From an economic perspective, in order to contain the explosion in health care costs, it is essential to properly treat mental illness. There is no way around it. I recently heard a famous economist speaking about health care reform. After describing the unsustainable rate of increasing expenditures, he said that the “secret sauce” of health care reform was mental health care. I would add that the ingredients of that sauce, which we need to stop keeping a secret, are managing the so-called “SPMI population,” those with serious and persistent mental illness, effectively treating patients with comorbidities—medical, psychiatric, and substance use—and using behavioral approaches to control obesity, substance use, and stress.

And then there’s the amazing science. The scientific foundation of psychiatric medicine has grown by leaps and bounds in the last 50 years. The emergence of psychopharmacology, neuroimaging, molecular genetics, and biology and the disciplines of neuroscience and cognitive psychology have launched us into the mainstream of medicine and on a course for future growth and success. Though not everyone, including ourselves, is satisfied with the rate of our field’s progress, no one can argue with one simple fact: if you or a loved-one suffers from a mental illness, your ability to receive effective treatment, recover, and lead a productive life is better now than ever in human history. Moreover, we have every reason to believe that there will continue to be unprecedented scientific progress, which will enhance our clinical capacity and benefit our patients.
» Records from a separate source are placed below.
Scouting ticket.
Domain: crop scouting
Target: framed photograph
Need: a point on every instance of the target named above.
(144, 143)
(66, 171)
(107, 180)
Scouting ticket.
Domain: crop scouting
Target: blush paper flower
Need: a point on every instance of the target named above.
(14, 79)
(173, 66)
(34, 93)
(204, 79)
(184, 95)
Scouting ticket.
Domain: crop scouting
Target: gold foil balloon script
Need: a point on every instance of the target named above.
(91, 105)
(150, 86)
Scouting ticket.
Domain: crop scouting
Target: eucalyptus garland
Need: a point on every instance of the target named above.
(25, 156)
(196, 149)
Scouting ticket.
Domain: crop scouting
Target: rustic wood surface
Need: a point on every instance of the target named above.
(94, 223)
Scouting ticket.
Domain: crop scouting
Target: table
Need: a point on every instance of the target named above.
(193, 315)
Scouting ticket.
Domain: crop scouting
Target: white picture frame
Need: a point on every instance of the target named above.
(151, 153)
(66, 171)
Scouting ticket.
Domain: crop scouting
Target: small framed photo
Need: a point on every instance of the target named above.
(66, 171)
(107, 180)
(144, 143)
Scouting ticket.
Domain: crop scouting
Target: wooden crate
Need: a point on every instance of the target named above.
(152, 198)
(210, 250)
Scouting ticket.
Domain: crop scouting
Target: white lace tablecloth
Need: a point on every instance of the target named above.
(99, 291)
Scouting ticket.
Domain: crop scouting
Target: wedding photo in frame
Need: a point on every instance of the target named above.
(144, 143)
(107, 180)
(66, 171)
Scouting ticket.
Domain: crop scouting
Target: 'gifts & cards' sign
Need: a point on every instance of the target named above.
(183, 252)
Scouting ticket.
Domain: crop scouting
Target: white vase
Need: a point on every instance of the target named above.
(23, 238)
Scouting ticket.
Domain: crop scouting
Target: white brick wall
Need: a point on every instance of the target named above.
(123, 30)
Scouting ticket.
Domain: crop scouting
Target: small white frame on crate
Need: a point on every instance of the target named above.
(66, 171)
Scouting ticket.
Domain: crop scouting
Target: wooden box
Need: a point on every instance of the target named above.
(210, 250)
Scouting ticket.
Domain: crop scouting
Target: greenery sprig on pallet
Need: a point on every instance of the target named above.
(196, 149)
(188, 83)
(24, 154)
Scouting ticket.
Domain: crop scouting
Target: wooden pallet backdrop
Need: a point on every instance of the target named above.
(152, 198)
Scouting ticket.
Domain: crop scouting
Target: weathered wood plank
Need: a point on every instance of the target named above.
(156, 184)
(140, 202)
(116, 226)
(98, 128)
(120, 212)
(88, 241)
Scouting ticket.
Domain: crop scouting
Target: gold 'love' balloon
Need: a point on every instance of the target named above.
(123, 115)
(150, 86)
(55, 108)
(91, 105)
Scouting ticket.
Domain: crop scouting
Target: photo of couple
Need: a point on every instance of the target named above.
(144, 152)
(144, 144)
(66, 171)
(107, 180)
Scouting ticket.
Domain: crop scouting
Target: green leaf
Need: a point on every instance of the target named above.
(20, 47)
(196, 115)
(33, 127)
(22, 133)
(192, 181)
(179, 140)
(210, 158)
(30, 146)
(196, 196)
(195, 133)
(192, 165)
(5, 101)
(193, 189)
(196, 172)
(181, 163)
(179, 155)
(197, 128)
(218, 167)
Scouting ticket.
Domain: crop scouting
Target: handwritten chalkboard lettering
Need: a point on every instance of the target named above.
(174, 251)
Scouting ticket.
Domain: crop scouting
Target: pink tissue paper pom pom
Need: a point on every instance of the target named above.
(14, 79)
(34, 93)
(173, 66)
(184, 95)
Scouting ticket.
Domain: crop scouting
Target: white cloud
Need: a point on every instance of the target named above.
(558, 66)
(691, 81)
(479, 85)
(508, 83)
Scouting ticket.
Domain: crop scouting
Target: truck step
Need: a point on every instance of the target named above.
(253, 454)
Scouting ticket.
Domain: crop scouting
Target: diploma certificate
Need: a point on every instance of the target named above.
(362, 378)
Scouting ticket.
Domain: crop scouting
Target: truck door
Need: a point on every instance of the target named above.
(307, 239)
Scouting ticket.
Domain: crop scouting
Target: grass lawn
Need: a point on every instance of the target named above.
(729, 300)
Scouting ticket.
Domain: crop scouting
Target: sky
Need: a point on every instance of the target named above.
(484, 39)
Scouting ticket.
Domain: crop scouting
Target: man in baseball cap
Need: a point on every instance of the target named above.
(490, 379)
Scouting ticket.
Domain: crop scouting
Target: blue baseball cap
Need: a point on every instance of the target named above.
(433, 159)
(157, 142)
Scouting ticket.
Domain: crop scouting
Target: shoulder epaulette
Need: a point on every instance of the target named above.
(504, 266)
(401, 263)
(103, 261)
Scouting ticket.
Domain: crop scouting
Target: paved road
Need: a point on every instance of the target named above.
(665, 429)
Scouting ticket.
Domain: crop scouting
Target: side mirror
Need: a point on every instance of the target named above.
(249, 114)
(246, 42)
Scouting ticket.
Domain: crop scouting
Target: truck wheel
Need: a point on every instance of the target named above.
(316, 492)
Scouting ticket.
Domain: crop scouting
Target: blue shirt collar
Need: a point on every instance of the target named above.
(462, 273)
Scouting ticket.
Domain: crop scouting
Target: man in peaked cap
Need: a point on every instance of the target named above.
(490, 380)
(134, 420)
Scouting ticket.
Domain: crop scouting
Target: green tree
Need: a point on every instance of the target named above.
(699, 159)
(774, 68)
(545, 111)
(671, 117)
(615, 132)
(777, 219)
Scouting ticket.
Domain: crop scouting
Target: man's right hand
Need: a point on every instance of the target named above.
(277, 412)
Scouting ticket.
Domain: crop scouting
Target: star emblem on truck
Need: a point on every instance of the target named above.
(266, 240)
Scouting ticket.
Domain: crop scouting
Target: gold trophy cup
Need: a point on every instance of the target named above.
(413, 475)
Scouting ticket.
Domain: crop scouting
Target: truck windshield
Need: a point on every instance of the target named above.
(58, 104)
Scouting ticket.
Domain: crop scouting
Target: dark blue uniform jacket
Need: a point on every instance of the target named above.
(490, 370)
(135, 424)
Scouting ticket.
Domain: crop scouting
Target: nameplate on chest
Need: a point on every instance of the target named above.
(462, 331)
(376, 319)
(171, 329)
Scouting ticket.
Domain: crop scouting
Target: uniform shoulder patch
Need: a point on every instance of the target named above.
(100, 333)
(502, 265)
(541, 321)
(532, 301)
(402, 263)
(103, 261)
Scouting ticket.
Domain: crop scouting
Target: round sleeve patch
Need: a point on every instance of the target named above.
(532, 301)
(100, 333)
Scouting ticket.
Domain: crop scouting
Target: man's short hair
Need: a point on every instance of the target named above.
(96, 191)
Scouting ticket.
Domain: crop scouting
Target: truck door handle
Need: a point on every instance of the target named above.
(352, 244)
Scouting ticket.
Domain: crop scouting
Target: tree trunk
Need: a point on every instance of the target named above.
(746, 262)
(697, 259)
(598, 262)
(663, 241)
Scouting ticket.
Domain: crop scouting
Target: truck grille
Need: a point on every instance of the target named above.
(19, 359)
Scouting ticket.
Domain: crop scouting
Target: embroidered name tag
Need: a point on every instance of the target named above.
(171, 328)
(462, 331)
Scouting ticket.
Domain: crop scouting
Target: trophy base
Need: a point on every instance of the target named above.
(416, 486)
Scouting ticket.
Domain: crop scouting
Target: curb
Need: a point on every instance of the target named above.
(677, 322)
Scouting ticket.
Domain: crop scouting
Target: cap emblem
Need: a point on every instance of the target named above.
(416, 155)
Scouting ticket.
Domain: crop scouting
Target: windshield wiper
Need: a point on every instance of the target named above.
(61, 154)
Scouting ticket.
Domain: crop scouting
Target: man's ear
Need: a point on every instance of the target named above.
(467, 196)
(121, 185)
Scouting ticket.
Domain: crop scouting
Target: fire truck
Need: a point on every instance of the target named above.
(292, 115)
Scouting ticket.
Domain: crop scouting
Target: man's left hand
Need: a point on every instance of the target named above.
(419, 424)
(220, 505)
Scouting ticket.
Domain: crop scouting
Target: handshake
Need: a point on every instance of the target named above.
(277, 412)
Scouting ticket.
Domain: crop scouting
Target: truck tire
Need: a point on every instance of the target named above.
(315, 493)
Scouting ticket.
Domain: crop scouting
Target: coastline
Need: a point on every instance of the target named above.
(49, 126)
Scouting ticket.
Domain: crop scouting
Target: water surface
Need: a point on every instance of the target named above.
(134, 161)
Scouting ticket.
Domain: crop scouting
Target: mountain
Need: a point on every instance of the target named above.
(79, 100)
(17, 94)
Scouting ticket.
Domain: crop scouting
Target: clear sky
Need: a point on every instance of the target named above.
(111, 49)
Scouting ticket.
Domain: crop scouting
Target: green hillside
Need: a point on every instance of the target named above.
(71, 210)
It is for these reasons that despite the lingering effects of stigma and inequity, I say that this is our time, and our time is within our professional lifetimes. However, it is not going to just come to us; we will have to reach out and take it. Each of us individually and collectively must fight for the rights of our patients and respect for our profession. The American Psychiatric Association has a key role to play in this process. The APA is our best weapon in the fight for respect and equality both for our patients and our profession. Therefore, I am calling on the APA to redouble its efforts in representing our profession, both inside the beltway and across the country at the grassroots level of the membership and district branches. This is the time for us to seize the moment, for mental illness to step out of the shadows, for mental health care to be made accessible and fairly reimbursed, and for psychiatry to take its rightful role in the field of medicine. In the coming year, and thereafter, the APA will forcefully participate in the health care reform debate, launch an initiative to educate the public and media about the nature of mental illness and the capability of psychiatric medicine, and more actively engage its members while enhancing the value of membership.

So to borrow another phrase from President Kennedy, “On this day, let the word go forth from this time and place,” to consumers and clinicians, to policy makers and providers, to advocates and stakeholders, and to all the members of the APA—that for the field of psychiatry and the patients that we serve, our time has come.

Thank you very much for your attention and for you.